Now, this may sound a little strange but, if you think about it, there may come a time in everyone's life when it's just that time to die and they know it.  I recall my father, who died a few years ago at the age of 92.  He had a great life but his final years were characterized by pain, inability to walk, partial blindness and frequent bouts of pneumonia from which he could never fully recover.  Shortly before he died, it was clear that he had made the decision that it was time to go.  I was incredibly lucky to have the opportunity to speak with him in one of his more lucid moments and say all the things I needed to say.  His answers confirmed that he knew his time was short.  But he had a relatively clear mind up to the end.  He would occasionally drift into a sort of waking coma, but did not suffer from dementia at all.  His life was over, he knew it, accepted it, and he made the decision to "let go".  As a result, he had a "good death".  It was like he drifted off into a lengthy sleep and stopped taking nourishment until his body let go.  Although I was immensely sad to lose him, I felt happy for him.  There was no fear, no reluctance, no more fighting.
Many people die like this, if they are lucky to make it to a ripe old age.  Even my mom is now talking about "not being around" for much longer and I sincerely hope that she can hang on to enough mental presence to make the decision to let go, when the time comes.  I feel so sorry for those who can't process what is happening to them such that they can't make the decision.  In their cases, it may be that they are being kept alive beyond what they would want.  Then again, maybe they don't know how bad things are.  It's something we may never know.

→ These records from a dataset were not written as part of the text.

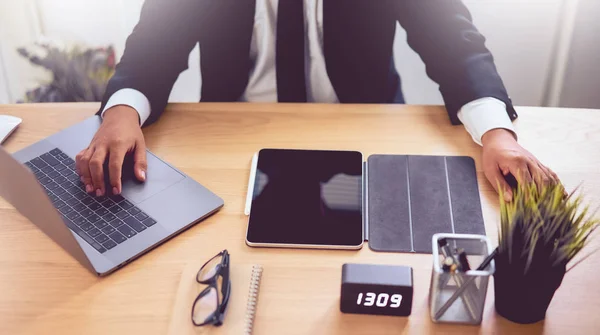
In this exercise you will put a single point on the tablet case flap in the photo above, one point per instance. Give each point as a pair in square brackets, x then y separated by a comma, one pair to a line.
[410, 198]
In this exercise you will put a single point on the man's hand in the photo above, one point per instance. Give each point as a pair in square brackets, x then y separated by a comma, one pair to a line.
[119, 134]
[503, 155]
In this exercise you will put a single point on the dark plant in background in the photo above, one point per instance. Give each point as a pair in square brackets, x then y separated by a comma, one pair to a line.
[77, 74]
[541, 231]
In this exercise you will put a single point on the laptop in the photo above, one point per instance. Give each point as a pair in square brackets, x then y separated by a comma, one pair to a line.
[102, 233]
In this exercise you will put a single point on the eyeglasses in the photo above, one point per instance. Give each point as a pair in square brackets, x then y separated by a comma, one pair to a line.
[210, 305]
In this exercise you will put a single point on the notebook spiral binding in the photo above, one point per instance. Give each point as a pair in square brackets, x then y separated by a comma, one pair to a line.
[253, 298]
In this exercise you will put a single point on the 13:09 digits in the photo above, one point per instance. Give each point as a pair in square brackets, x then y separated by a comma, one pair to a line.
[379, 300]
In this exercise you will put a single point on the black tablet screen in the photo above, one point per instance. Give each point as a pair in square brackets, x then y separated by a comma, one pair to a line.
[307, 197]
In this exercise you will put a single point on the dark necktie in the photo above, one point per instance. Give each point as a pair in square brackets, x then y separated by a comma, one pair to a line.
[291, 86]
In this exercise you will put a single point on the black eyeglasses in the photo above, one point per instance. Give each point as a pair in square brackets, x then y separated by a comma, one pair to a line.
[210, 305]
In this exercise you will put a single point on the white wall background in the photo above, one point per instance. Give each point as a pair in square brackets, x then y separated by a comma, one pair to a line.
[525, 36]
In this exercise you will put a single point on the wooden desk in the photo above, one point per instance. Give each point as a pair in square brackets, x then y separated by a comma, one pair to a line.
[44, 291]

As I look forward to my future, I understand that the most likely thing to happen to me is that I will "waste away".  There will be lots of pain and therefore lots of drugs, but I believe (and sincerely hope) that I will have the mental presence to make the decision when it is time to go.  I don't want to suffer unnecessarily, nor do I want to have my life artificially extended.  I have come to grips with this already, so I think the decision will be easy and I think it will be obvious.  I consider myself lucky to have this foresight and to know that I will have the time to say what I need to say, including here.
Life is precious, death is inevitable.  Let's hope we all have a say in both.